In Dobbs v. Jackson Women’s Health Organization, the Supreme Court held in June that the U.S. Constitution “does not confer a right to abortion” and, therefore, abortion advocates will be challenging pro-life laws in state courts under state constitutions.
On Thursday, the Idaho Supreme Court upheld that state’s ban on abortion, holding that “we cannot read a fundamental right to abortion into the text of the Idaho Constitution.” (On the same day, the South Carolina Supreme Court came to the opposite conclusion about that state’s constitution.)
They would become effective, the laws stated, when the Supreme Court overruled Roe v. Wade, its 1973 decision inventing a right to abortion. By doing so in Dobbs, the court returned “the authority to regulate abortion … to the people and their elected representatives.”
Planned Parenthood sued, claiming that those laws violated the Idaho Constitution.
Idaho is one of 47 states with a constitution that does not explicitly protect a right to abortion. Nor is it one of the 12 states in which the state supreme courts had already interpreted other constitutional provisions to do so.
Planned Parenthood wanted Idaho to join that list by finding an implicit right to abortion in Article I, Section 1 of the Idaho Constitution, which recognizes “inalienable rights” including “enjoying and defending life and liberty.”

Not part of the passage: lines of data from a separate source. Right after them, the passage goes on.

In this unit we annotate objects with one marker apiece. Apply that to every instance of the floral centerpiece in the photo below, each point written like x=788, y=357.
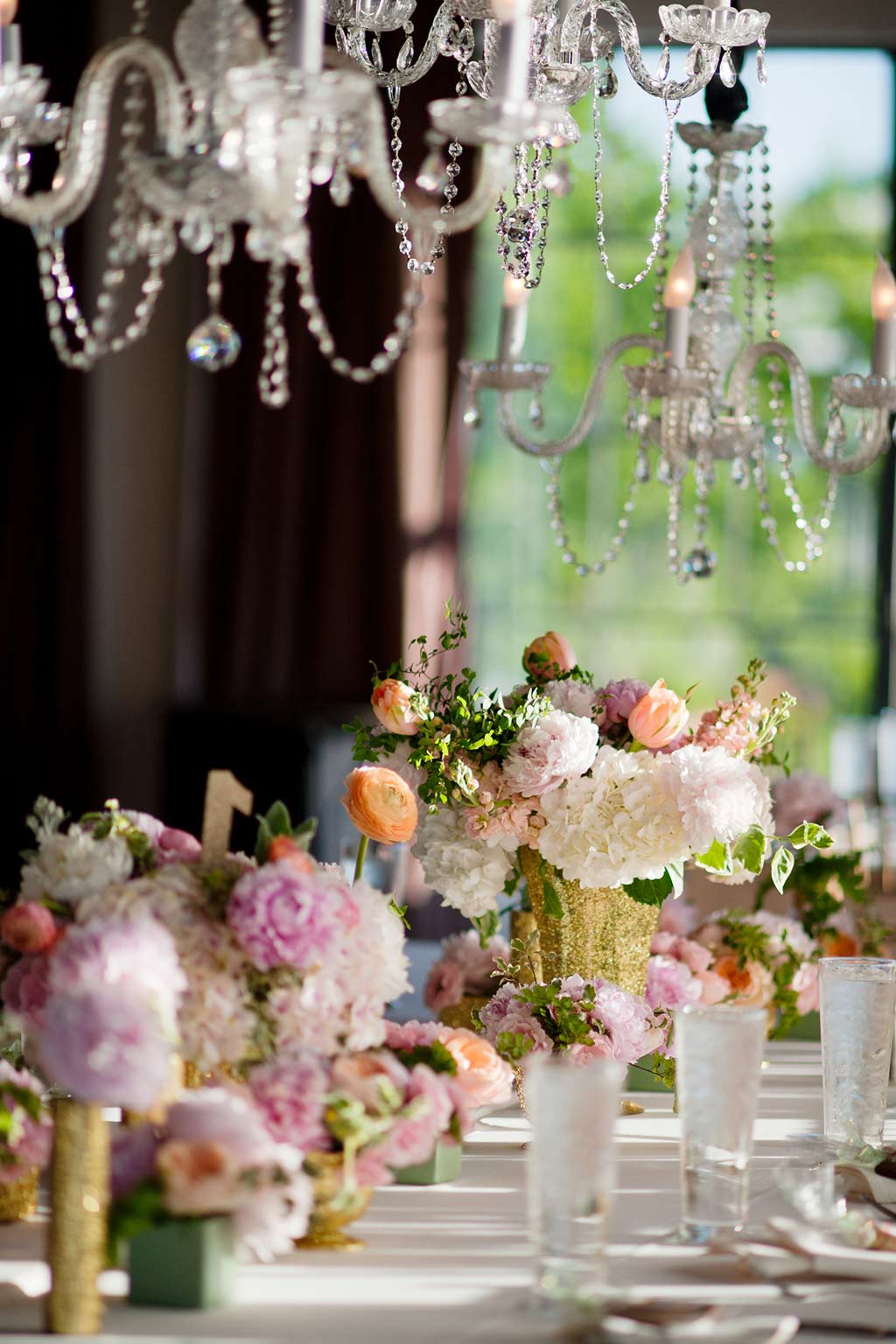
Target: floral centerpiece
x=25, y=1140
x=597, y=794
x=243, y=958
x=461, y=980
x=207, y=1181
x=359, y=1118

In Planned Parenthood v. State of Idaho, by a 3-2 vote, the state Supreme Court declined to do so.
In her majority opinion, Justice Robyn Brody first explained that the Idaho Constitution must be interpreted “based on the plain and ordinary meaning of its text, as intended by those who framed and adopted the provision at issue.”
As a result, Brody wrote, “for us to read a fundamental right into the Idaho Constitution, we must examine whether the alleged right is so ‘deeply rooted’ in the traditions and history of Idaho at the time of statehood that we can fairly conclude that the framers and adopters of the Inalienable Rights Clause intended to implicitly protect that right.”
Brody’s opinion is especially instructive because she thoroughly presented why this is the proper approach to determining whether a written constitution protects unwritten rights. “[O]ur duty as the judicial branch [is] to sustain the law—not to promote our personal policy preferences. If we were to jettison that disciplined approach … the Idaho Constitution would no longer be the voice of the people of Idaho—it would be effectively replaced by the voice of a select few sitting on this Court.”
Planned Parenthood also argued that a right to abortion could be found in Article I, Section 21, which mirrors the U.S. Constitution’s Ninth Amendment: “The enumeration of rights shall not be construed to impair or deny other rights retained by the people.”
Brody rejected the notion that this was “intended to be a repository of implicit substantive rights.” Instead, it is an “interpretive instruction” that the listing of rights “does not mean that any unlisted right is insecure or unprotected.”
In light of this instruction, Brody explained, the only fundamental rights implicit in the Inalienable Rights Clause are those that “existed in 1889 when the people ratified that provision.” This helps “avoid subjective injections of what we think ‘fair,’ ‘just,’ or ‘good policy’ to reach a desired outcome.”
Brody considered “the relevant history and traditions of Idaho [that] show abortion was viewed as an immoral act and treated as a crime.” She concluded that “a ‘right to abortion’ is not part of Idaho’s ‘ordered liberty’ such that it could be implicitly protected by, and read into, the Inalienable Rights Clause … as a fundamental right.”
Brody also addressed arguments by the two dissenting justices. She noted that Justice John Stenger advocated creating a right to abortion “that goes far beyond the holding of Roe v. Wade.”
And Brody rejected Justice Colleen Zahn’s suggestion that “the meaning of Idaho’s Constitution must change with the times,” as well as the speculation by both dissenters that a future legislature might enact even more restrictive abortion laws.
“What the legislature might do in the future does not drive our decisions,” Brody wrote, “We issue opinions based on actual cases and controversies that come before us today—not the hypothetical fears of tomorrow.”
This decision, and Brody’s exhaustive 106-page opinion explaining it, are models for the supreme courts in other states to follow. Like the U.S. Supreme Court did in Dobbs, it rigorously refused to veer into personal views or agendas, recognizing that the people and their elected representatives, not judges, have authority to handle such challenging issues.